About three months ago, the Department of Education proposed measuring gainful employment with two calculations that compare what graduates earn, relative to their student loan debt. But consumer advocates pointed out that the metric doesn’t take into account the loans incurred by students who drop out of the program and are stuck with debts and no degree.
A fresh proposal released on Friday by the Education Department added two measures of a school’s performance that look at how well students are paying back loans. One is known as the “program cohort default rate,” which calculates the percentage of students who fall behind on their loans within three years. The other looks at the loans taken out by students in a program to see if, on aggregate, they’re making at least the required interest payments. Both proposed measures include all borrowers, whether they’ve graduated or dropped out.
As the New America Foundation reports, the proposal has an additional part that is “by far the largest change:” A college failing the tests will need to pay back some borrower debt. The foundation offers an example of how a school would have to pay to bring borrowers’ debt payments down to 8 percent of their income: “If the current debt-to-earnings rate was 15 percent because average annual debt payments were $3,000 and average annual earnings were $20,000, then the school would have to provide funds to get the average debt payment down to $1,600.”

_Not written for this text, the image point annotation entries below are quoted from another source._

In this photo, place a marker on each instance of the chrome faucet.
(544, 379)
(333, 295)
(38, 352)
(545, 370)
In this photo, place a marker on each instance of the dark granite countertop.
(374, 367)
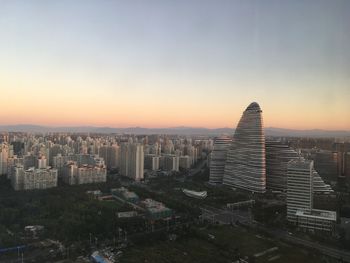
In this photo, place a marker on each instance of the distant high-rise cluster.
(39, 161)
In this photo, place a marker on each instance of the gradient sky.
(170, 63)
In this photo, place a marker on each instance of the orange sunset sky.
(175, 63)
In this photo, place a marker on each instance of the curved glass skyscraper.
(245, 166)
(218, 159)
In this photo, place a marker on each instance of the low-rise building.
(317, 220)
(125, 194)
(156, 210)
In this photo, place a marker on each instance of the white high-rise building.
(245, 166)
(151, 162)
(132, 160)
(300, 184)
(218, 159)
(33, 178)
(85, 174)
(4, 154)
(299, 187)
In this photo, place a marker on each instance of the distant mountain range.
(270, 131)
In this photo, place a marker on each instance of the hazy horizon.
(182, 63)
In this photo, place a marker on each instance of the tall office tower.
(319, 186)
(218, 159)
(151, 162)
(41, 162)
(343, 150)
(169, 162)
(299, 187)
(277, 157)
(132, 160)
(245, 166)
(110, 155)
(4, 154)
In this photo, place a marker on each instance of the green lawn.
(228, 242)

The proposals are part of a formal process to try to reach an agreement among the department and 14 designated negotiators (PDF) from the for-profit industry, as well as public schools, private colleges, and student groups. If negotiators fail to reach consensus, which, as Inside Higher Ed points out, is highly likely, the Department of Education can still issue regulations on its own. The new, stricter proposal indicates that if it comes to that, the department won’t go easy on for-profits, whose only recourse would be to sue the government.